Lecture 11: HashSets and TreeSets

Welcome

Announcements

Reminder: Next Monday is a holiday; next Tuesday is a “UMass Monday”, so you’ll follow Monday’s schedule. For this class, it means lab but no lecture. It also means Monday office hours – in particular, I won’t have office hours on Tuesday next week, as I am also doing a Monday schedule.

DTA / COTA, very important for faculty and TAs:

https://www.umass.edu/ctl/distinguished-teaching-award

https://www.cics.umass.edu/awards-programs#COTA (and similar for other colleges, google “UMass COTA” and the college name to find it)

More on hash tables

Last class we talked about hash tables, which are the data structure that’s used to implement HashSets in Java. We started with the idea of an infinite array and a way to “uniquely” position objects into that array via hashCode(), and then refined that intuition to deal with the real-world constraints of non-infinite arrays and imperfectly unique hash codes.

Of course, if we have a hash table that’s too small, or a hash code method that doesn’t, in the words of the Java doc, “as much as is reasonably practical, … return distinct integers for distinct objects”, then everything ends up in just one or two lists and performance is bad.
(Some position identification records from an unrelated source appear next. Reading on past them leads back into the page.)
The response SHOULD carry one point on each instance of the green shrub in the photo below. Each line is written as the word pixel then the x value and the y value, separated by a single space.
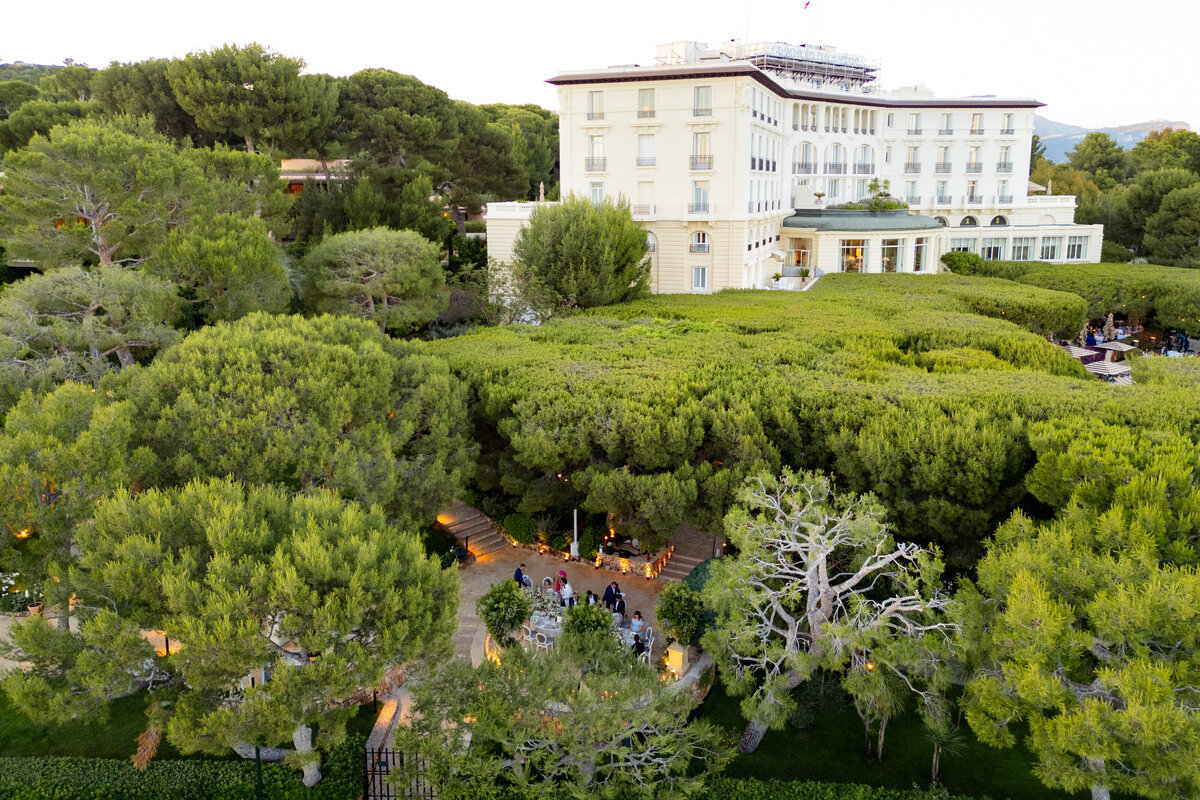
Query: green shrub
pixel 503 608
pixel 961 263
pixel 103 779
pixel 520 528
pixel 681 613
So it’s critical to write a hashCode method that works. And recall the contract: it should two objects’ hashCode should produce the same value if the two objects are equals. How might we do this?

Writing a hashCode method

Just like when we wrote our equals method, we have to consider what instance variables comprise this object’s identity. What makes it unique from other objects? Let’s consider a version of our PostalAddress:

public class PostalAddress {
	public final String name;
	public final int number;
	public final LocalDateTime created;
	public PostalAddress(String name, int number) {
		this.name = name;
		this.number = number;
		created = LocalDateTime.now();
	}
}

Note that this has a created variable, but let’s say we don’t care about it when checking equality. Therefore we don’t care about it when returning a hashCode, either. So how can we return a hashCode that’s valid? One option is to just return an int:

In-class exercise

public int hashCode() {
	return 1;
}

Valid hash code? Good hash code?

That’s a terrible idea. We want it to depend upon the things that our equals method might depend upon. What are those? name and number. How might we create a hashCode on that basis? number is already an int. Can we get an int out of a String? Lots of methods return int. You can imagine all sorts of convoluted methods that might involve summing up the integer value of the characters stored in the string, and some of these would probably work great. You know what else would work great? The String’s hashCode method. So you might write:

public int hashCode() {
	return number + name.hashCode();
}

as a decent (though maybe not optimal) method. It turns out you need to know a tiny bit of number theory to understand why this isn’t the best option; when you get to either 250 or 311 I guarantee you’ll learn first-hand. But for now, know that this is OK, but not great.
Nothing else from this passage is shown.